Although Prime Minister Benjamin Netanyahu is in no rush to remove settlements from occupied land where Palestinians seek statehood, Thursday's protest gave voice to nationalists' fears that he will eventually cave in to U.S. peacemaking pressure.
According to Army Radio, several members of the Kfir (Lioncub) infantry brigade waved placards with slogans such as "We did not enlist in order to evacuate Jews" as they paraded in Jerusalem to mark the end of basic training.
That the incident took place at the Western Wall prayer plaza, where generations of Israeli troops have sworn their allegiance to the Jewish state, sharpened the infraction.
"This was a disgraceful disciplinary aberration that will be addressed," a military spokesman said in a statement. "The Kfir commander will, furthermore, consider whether these soldiers will continue to serve in the brigade."
The U.S. administration said on Thursday that Israel had shown "willingness to curtail settlement activity," though Netanyahu has resisted calls for a total freeze on construction.
Israeli officials appear instead to be focussed on dismantling outposts erected by settlers without government approval. Some of the outposts are meagre lean-tos, others full-fledged annexes to established settlements. Israel pledged to crack down on them in 2003. Implementation has been fitful.
Palestinian President Mahmoud Abbas has made a resumption of peace negotiations with Israel conditional on a construction freeze in settlements in the West Bank and Arab East Jerusalem, which Israel captured from Jordan in a 1967 war.
The World Court calls the settlements illegal and Palestinians say the enclaves could deny them a viable state.

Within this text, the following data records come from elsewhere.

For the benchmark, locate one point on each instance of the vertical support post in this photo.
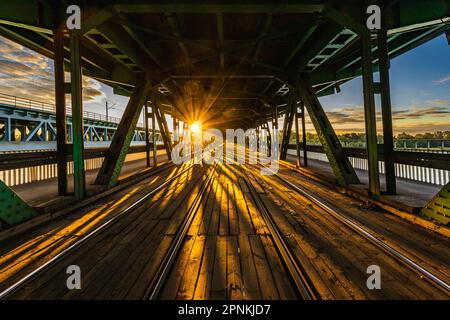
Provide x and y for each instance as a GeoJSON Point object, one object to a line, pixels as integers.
{"type": "Point", "coordinates": [147, 138]}
{"type": "Point", "coordinates": [297, 136]}
{"type": "Point", "coordinates": [163, 128]}
{"type": "Point", "coordinates": [8, 130]}
{"type": "Point", "coordinates": [287, 126]}
{"type": "Point", "coordinates": [386, 112]}
{"type": "Point", "coordinates": [77, 117]}
{"type": "Point", "coordinates": [370, 117]}
{"type": "Point", "coordinates": [305, 151]}
{"type": "Point", "coordinates": [155, 149]}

Israel's conscript military helped police the 2005 removal of settlements from the Gaza Strip, a controversial move that some soldiers opposed. One platoon catering to religious Jewish servicemen was disbanded for refusing evacuation orders.
Kfir was set up to battle Palestinian guerrillas in the West Bank. Such duties have diminished amid a law-and-order drive by Abbas's U.S.-backed administration, which wants to project power in the face of the rival Hamas Islamists now ruling Gaza.
"It became clear to all the soldiers that they would be going to Judea and Samaria, where there are not a lot of combat missions," an unnamed brother of one of the Kfir protesters said, using biblical terms for the West Bank, territory that many Israelis consider their birthright.
"Instead, they know they are going to take on the settlers. And everyone knows what the damage of that is, both on the personal and the ideological levels," he told Army Radio.
Kfir has been under military investigation for several high-profile cases where Palestinian civilians complained of abuse by the brigade. Its former commander was reprimanded for sanctioning use of force during questioning of suspects.